As a paramedic, not a physician, atrial fibrillation is not a life threatening event. Many people happily live with it for decades, unmedicated. It is more problematic if you are diabetic or hypertensive, but still not an acute medical event.
As a doctor, the proliferation of apple (and other) watch ECGs has done nothing positive but lead to a massive proliferation of severe health anxiety. Go take a look at /r/askdocs for anyone curious - dozens of apple and Samsung ECG questions, people sure they’re about to die. They have nothing.
I remain entirely unconvinced that putting ‘more’ health information at increased temporal frequency to consumers leads to any health benefit, and instead causes significant health anxiety and drain on health resources with false and misleading presentations for bad signals.
How do you reconcile your views on “nothing positive” when there are multiple reported accounts of it leading to early diagnosis events for serious issues?
It can be easily reconciled if there are far more instances of false positives than true positives.
Remember that a 99% accuracy for a condition that 0.1% of the population has still means 10 false positives for each 1 early diagnosis.
I don't what the numbers are for the conditions that the Apple Watch can detect, just discussing the general principle. Whether it's more useful or more harmful depends crucially on the real numbers.
There's some amount of luck and marginal effects that need to be discounted, otherwise you couldn't say "nothing positive" about a diagnostic that always says "you are dying", and you couldn't say "nothing positive" about a strategy that has you pick the opposite route and then repeat as many times as you want. And I think such a conclusion would be very dumb.
I'm not making a statement on whether the apple watch in particular is close enough to that line.
Maybe - I am unconvinced, my sister who is a Cardiologist (and so actually deals with this more day to day) certainly has changed her tune from 2-3 years ago to the point where she and the cardiologists she works with see it as a pestilence.
I think the commenter you replied to gives a good reason why. The false positive rate is so high, and the flow on effect to resourcing so great, that I find it hard to say anything positive about what is being presented as a diagnostic miracle. You've got trillion dollar companies behind these devices, that by themselves have annual turnovers for the product in question at the level of small countries' GDPs. You don't think their marketing teams ham it up a bit whenever there's the slightest story that one of their devices was involved in someone that was treated?
here's a nice pop-sci-feel-good article I found within seconds [0].
The first couple are completely unrelated. the A-Fib ones, which are the main ones that apple goes hard at (at least during initial marketing, and which all the promo was focused on) - are basically irrelevant.
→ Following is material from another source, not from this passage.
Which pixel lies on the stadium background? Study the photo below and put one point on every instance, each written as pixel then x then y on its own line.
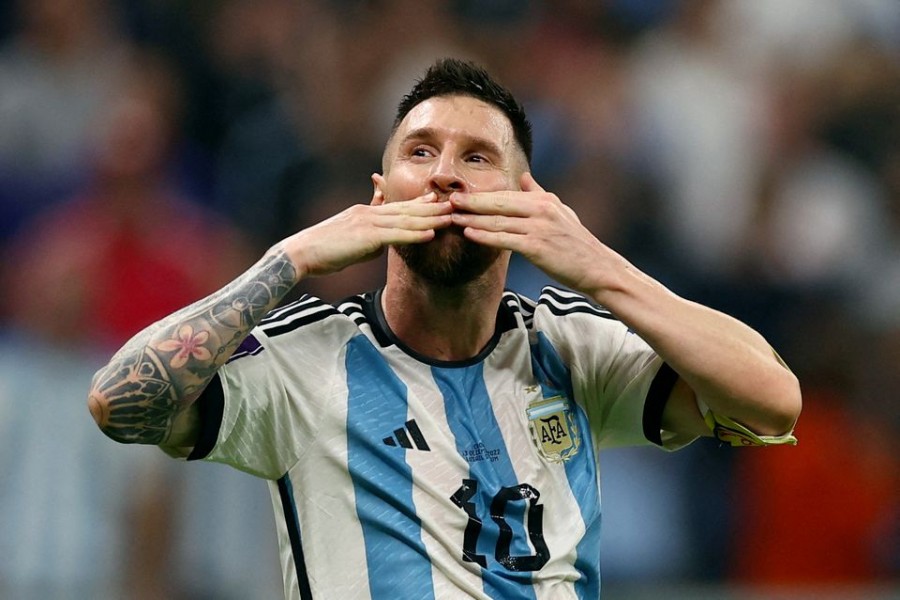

They sound impressive to the layperson, but AFib is very common, often intermittent in the initial stages (but very rarely causes any harm when intermittent) and very frequently symptomatic when it sets in which leads to presentations, which leads to prompt diagnosis and management.
As a counterpoint, my cardiologist suggested I get an Apple watch so I could keep a better eye on things and send him any questionable ECGs. At least some doctors seem to think there are positives.
The very important point is that you probably have a known heart condition, if your doctor recommended this. The problem with many of these devices is false positives.
As a paramedic, not a physician, atrial fibrillation is not a life threatening event. Many people happily live with it for decades, unmedicated. It is more problematic if you are diabetic or hypertensive, but still not an acute medical event.